In a difficult and uncertain world, it is refreshing to have good news, even when it mainly constitutes the failure of a predicted disaster to materialise. It was revealed yesterday that global trade in the three months to January had grown at the fastest rate in nearly seven years.
The news is reassuring because of a widespread worry over the past few years. While a full-on protectionist disaster akin to the Great Depression has been avoided following the global financial crisis, many have been concerned that trade has nonetheless been held back by governments afraid of free markets and globalisation. Yet while that downside risk has failed to materialise, another rather large one has heaved into view in the shape of the avowedly protectionist Donald Trump.
It remains to be seen whether Mr Trump’s threats of massive tariff increases will come to much more than his abortive plans for fundamental changes to US healthcare. But the chances of their becoming reality will be reduced if US businesses, which have much to lose from an international trade war, stand up to defend globalisation as good for America.
The concern about global commerce in recent years reflects the fact that the world has been receiving much less trade per dollar of gross domestic product than it did during the 1990s and early 2000s. In the heady days of globalisation before the global financial crisis, trade tended to grow at something like twice the rate of GDP: that ratio has dropped to more like one-to-one in recent years.
On examination, though, this seems to be more to do with natural structural changes.
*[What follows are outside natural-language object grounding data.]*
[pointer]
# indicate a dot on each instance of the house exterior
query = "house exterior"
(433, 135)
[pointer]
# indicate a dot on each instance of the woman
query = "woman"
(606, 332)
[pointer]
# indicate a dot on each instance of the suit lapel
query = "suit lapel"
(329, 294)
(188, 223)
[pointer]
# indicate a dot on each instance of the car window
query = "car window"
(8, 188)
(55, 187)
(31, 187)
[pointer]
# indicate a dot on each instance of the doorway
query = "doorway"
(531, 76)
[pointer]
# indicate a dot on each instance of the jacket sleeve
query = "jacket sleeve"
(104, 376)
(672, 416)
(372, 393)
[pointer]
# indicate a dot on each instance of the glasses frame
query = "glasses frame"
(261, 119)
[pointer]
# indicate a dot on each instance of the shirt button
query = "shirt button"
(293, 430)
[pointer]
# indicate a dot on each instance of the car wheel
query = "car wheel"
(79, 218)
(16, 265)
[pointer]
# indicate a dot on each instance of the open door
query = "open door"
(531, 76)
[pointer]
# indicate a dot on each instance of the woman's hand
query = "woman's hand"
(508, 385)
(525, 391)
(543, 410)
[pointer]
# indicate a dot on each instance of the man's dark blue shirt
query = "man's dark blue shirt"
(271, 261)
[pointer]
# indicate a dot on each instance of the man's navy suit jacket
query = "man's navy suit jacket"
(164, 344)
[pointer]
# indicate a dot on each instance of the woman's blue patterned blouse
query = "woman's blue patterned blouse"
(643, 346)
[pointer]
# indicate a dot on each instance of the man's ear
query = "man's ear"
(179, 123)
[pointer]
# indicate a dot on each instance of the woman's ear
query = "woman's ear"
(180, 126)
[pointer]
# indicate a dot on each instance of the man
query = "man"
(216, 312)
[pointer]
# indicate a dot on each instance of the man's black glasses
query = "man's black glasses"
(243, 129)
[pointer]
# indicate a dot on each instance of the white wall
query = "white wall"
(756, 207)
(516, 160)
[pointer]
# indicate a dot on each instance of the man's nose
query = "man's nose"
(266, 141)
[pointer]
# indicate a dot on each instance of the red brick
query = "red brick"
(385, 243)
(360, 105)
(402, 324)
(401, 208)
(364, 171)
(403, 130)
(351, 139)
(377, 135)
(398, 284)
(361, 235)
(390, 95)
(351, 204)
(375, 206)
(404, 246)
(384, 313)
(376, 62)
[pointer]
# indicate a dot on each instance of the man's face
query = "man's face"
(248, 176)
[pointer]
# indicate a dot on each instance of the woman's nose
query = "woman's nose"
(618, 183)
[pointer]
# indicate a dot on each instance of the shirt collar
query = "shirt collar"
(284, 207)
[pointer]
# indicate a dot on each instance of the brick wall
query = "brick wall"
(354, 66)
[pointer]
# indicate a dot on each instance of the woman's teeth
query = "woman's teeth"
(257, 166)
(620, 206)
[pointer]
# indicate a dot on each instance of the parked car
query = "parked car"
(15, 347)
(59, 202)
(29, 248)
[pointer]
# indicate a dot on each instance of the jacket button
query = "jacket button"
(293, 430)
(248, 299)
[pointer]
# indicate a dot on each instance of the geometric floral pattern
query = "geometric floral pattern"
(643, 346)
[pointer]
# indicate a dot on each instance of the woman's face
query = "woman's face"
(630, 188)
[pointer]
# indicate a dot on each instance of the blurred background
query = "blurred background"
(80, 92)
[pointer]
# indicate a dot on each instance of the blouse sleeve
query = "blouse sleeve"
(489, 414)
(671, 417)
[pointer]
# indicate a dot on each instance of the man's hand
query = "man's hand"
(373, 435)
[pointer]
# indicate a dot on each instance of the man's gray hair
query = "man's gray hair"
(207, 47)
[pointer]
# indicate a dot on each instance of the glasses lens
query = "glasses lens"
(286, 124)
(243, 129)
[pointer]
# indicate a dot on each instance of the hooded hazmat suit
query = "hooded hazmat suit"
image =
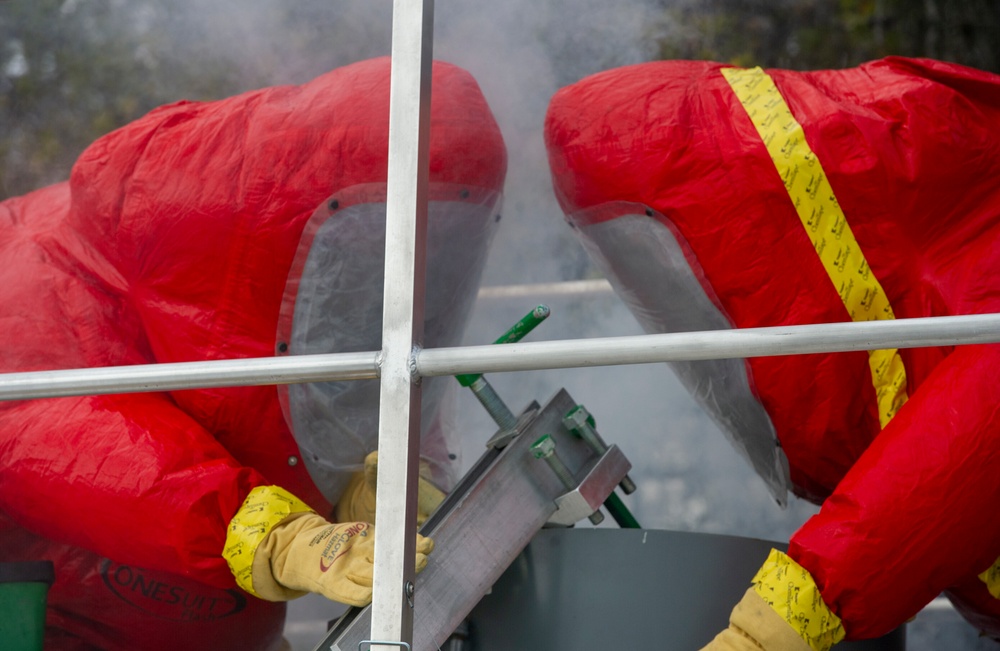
(717, 197)
(246, 227)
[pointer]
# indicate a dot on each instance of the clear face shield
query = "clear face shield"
(653, 270)
(333, 304)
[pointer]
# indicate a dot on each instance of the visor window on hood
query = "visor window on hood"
(333, 304)
(665, 289)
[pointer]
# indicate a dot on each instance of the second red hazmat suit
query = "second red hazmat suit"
(717, 197)
(247, 227)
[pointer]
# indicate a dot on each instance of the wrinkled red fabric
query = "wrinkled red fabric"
(172, 242)
(912, 153)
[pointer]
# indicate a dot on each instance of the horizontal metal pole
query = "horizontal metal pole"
(714, 344)
(567, 353)
(189, 375)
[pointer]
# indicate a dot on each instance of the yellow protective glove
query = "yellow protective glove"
(783, 611)
(753, 625)
(357, 504)
(279, 549)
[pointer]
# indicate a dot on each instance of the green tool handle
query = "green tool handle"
(514, 334)
(620, 512)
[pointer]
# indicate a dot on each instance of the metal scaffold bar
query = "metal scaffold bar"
(402, 323)
(714, 344)
(570, 353)
(189, 375)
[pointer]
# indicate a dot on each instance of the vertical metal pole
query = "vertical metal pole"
(402, 329)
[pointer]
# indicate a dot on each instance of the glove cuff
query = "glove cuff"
(264, 508)
(792, 594)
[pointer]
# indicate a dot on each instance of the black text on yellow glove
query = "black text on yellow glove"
(357, 504)
(755, 626)
(279, 549)
(308, 554)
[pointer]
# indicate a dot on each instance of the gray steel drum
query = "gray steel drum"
(598, 589)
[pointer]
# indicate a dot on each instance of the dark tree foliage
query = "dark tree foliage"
(73, 70)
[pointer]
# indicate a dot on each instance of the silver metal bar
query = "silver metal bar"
(189, 375)
(402, 321)
(715, 344)
(496, 509)
(606, 351)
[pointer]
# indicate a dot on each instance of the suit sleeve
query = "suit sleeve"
(129, 477)
(916, 514)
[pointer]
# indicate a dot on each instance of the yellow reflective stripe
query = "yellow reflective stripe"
(264, 507)
(790, 590)
(824, 222)
(991, 577)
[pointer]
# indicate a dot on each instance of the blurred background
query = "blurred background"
(73, 70)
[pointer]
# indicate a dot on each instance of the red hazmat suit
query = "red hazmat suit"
(246, 227)
(677, 176)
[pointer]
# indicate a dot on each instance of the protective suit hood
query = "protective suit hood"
(203, 208)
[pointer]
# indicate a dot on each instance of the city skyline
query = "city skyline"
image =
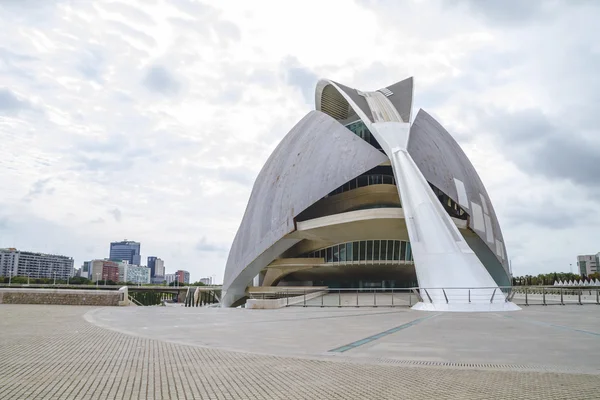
(145, 163)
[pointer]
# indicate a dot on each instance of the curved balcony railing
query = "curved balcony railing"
(365, 250)
(365, 180)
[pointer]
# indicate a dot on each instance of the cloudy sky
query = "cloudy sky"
(149, 120)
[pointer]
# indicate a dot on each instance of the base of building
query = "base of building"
(467, 307)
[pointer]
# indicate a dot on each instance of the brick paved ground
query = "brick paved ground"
(51, 352)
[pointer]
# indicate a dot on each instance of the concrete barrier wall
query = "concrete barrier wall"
(268, 304)
(60, 296)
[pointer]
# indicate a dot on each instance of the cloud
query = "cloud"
(11, 105)
(204, 246)
(176, 105)
(540, 145)
(160, 80)
(508, 12)
(301, 78)
(116, 213)
(38, 188)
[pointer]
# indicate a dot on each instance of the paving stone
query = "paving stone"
(52, 352)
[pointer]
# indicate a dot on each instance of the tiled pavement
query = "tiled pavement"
(52, 352)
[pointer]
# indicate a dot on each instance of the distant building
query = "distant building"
(101, 270)
(588, 264)
(170, 278)
(86, 270)
(206, 281)
(125, 251)
(183, 276)
(157, 266)
(35, 265)
(134, 273)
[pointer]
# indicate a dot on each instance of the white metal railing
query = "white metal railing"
(407, 297)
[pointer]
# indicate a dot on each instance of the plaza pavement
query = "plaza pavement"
(70, 352)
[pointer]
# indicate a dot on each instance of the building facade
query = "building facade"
(360, 194)
(125, 250)
(101, 270)
(134, 274)
(170, 278)
(206, 281)
(588, 264)
(14, 262)
(157, 266)
(183, 277)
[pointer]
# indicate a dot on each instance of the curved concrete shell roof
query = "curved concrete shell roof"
(333, 103)
(315, 157)
(441, 161)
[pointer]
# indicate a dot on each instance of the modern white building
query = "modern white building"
(359, 194)
(14, 262)
(588, 264)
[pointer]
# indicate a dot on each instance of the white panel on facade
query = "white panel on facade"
(500, 249)
(488, 228)
(484, 204)
(463, 200)
(477, 217)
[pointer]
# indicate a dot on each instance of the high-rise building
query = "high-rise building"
(183, 276)
(588, 264)
(35, 265)
(86, 270)
(125, 250)
(170, 278)
(157, 266)
(206, 281)
(101, 270)
(134, 273)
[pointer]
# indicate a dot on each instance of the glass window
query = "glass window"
(389, 253)
(403, 250)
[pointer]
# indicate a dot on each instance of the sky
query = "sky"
(149, 120)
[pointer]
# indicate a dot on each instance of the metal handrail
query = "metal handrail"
(380, 297)
(427, 293)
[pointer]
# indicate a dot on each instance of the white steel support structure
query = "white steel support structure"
(451, 276)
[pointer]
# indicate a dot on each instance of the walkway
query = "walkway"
(161, 353)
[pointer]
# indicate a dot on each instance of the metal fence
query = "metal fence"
(407, 297)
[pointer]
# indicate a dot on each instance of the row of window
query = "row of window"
(360, 129)
(365, 250)
(450, 205)
(365, 180)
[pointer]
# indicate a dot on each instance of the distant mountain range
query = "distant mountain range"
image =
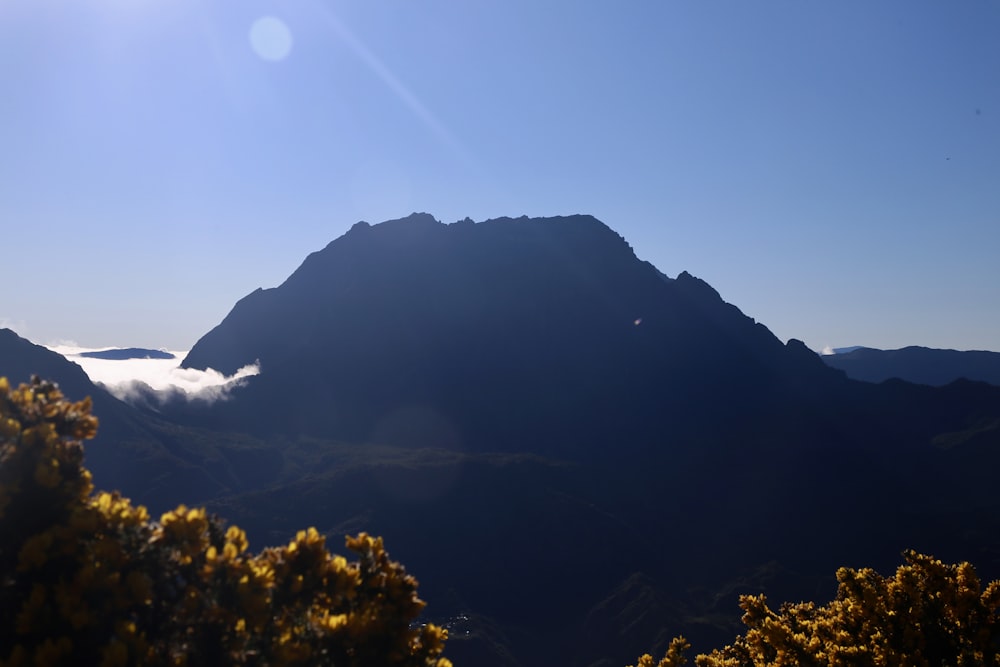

As emerging market countries, particularly China, have gone up the value chain, so they have taken more of previously internationally disaggregated production processes inside their economies. It is part of the evolution of the world economy, and nothing to worry about.
The havoc that Mr Trump could cause, particularly if he starts a trade war with China, is much more concerning. It may well be that the president’s fiery rhetoric turns out to be nothing but hot air. The travel ban and healthcare debacles have shown that the Trump White House does not have the command of detail or understanding of the legislative process to implement its policies in full. But the president’s ability to inflict severe damage on international trade without needing to consult Congress is considerable.
In this context it is important for American businesses to stand up and defend open trade. David MacLennan, chairman and chief executive of the commodities trader Cargill, has shown the way, warning about the dangers of a trade war with China. More chief executives should say the same. Companies have many interests and concerns to pursue with the new administration, including tax and regulation, but all will lose out if a general rise in protectionism hurts the US economy.
Mr Trump is unlikely completely to change his mind about trade purely because of the views of US-based multinational businesses, many of whom in any case he thinks are too eager to move production abroad. But interventions by companies may at least strengthen the hand of the more free-trade faction within the administration, which is struggling hard to prevent a lapse into protectionism.
That global trade is expanding is a cause for relief more than celebration. So far, populist protectionism has not become reality. That could all be changed by one man. Those who have benefited from globalisation have a duty to to defend it, rather than joining a retreat into economic nationalism.